Ainda que Artur Bual também tenha obra como escultor e ceramista é, de facto, na pintura que a sua expressão é reconhecida. O Historiador de Arte José Augusto França (n.1922), na sua última tese defendida na secção de Ciências Sociais da Ecole des Hautes Études, de Paris, sobre o tema L’Art dans la Société Portugaise au XXème Siècle, identifica-o entre os nove pintores mais representativos no quadro da pintura abstrata portuguesa, referindo-o como iniciador do gestualismo. O movimento gestual tem expressão na pintura portuguesa, sensivelmente, a partir de 1958 e é precisamente com Artur Bual que atingirá o seu expoente. A arte abstrata desenvolve-se no contexto português num momento em que a discussão estética está entre as tendências neorrealistas e surrealistas, discussão que acompanha o panorama europeu. Contudo, o eco das obras dos artistas americanos do designado expressionismo abstrato (Jackson Pollock (1912-1956), Willem de Kooning (1904-1997) ou Mark Rothko (1903-1970), por exemplo) chega à Europa e, ainda que com o país debaixo de um regime ditatorial, não deixará de influenciar uma determinada geração. Bual evoluirá assim, de um figurativo expressivo, de pincelada rápida, larga e densa, para a abstração poética.

À semelhança de algumas das mais relevantes coleções portuguesas de Arte Contemporânea em que Artur Bual é presença permanente, a coleção da Fundação Bienal de Arte de Cerveira reúne um conjunto alargado de obras do autor, tanto individuais como realizadas em colaboração com outros artistas, nomeadamente as que evidenciam as presenças do artista nas BIAC de 1978, 1980 e 1982. Também de 1991 há registo de um painel coletivo. Tecnicamente, o artista varia entre os suportes tela e madeiras e tanto experimenta o óleo, o acrílico ou a fusão de vários materiais. Bual trabalhava ao vivo, incansavelmente e de forma apaixonada. As obras, individuais e coletivas, que integram a coleção, foram produzidas em Vila Nova de Cerveira, bebendo do espírito do lugar e do evento e tendo deixado impressão digital em todos aqueles que tiveram oportunidade de assistir e conviver com o artista.

Natural da Amadora, Artur Bual realizou centenas de exposições coletivas e individuais, tendo sido agraciado com sete prémios entre 1952 e 1997. Em 1959 venceu, inclusivamente, o Prémio Nacional Amadeo de Souza Cardoso.
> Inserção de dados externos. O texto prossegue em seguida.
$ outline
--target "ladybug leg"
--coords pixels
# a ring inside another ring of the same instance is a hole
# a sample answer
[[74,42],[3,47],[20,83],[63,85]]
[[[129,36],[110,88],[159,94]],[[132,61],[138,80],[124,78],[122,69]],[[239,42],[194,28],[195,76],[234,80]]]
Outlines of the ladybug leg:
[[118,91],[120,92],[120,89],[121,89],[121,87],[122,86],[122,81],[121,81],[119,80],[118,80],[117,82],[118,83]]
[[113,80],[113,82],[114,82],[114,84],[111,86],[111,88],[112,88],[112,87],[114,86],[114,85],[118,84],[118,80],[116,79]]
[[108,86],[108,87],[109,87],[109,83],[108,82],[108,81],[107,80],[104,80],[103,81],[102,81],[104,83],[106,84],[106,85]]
A sua ligação a Vila Nova de Cerveira e, concretamente, aos seus mentores já é anterior, uma vez que o artista já havia sido presença assídua nos Encontros Internacionais de Arte.

Os seus Cristos, realizados em vários períodos da sua atividade criativa, mantinham a sua ligação a uma certa figuração e acentuam a dimensão cósmica da sua obra, capaz de colocar, de forma permanente, questões e inquietações. A obra de Artur Bual, intemporal, de paleta aberta e forte sentido experimental, continua a deslumbrar-nos e a ser, cada vez mais, importante ativo de todas as coleções que integra.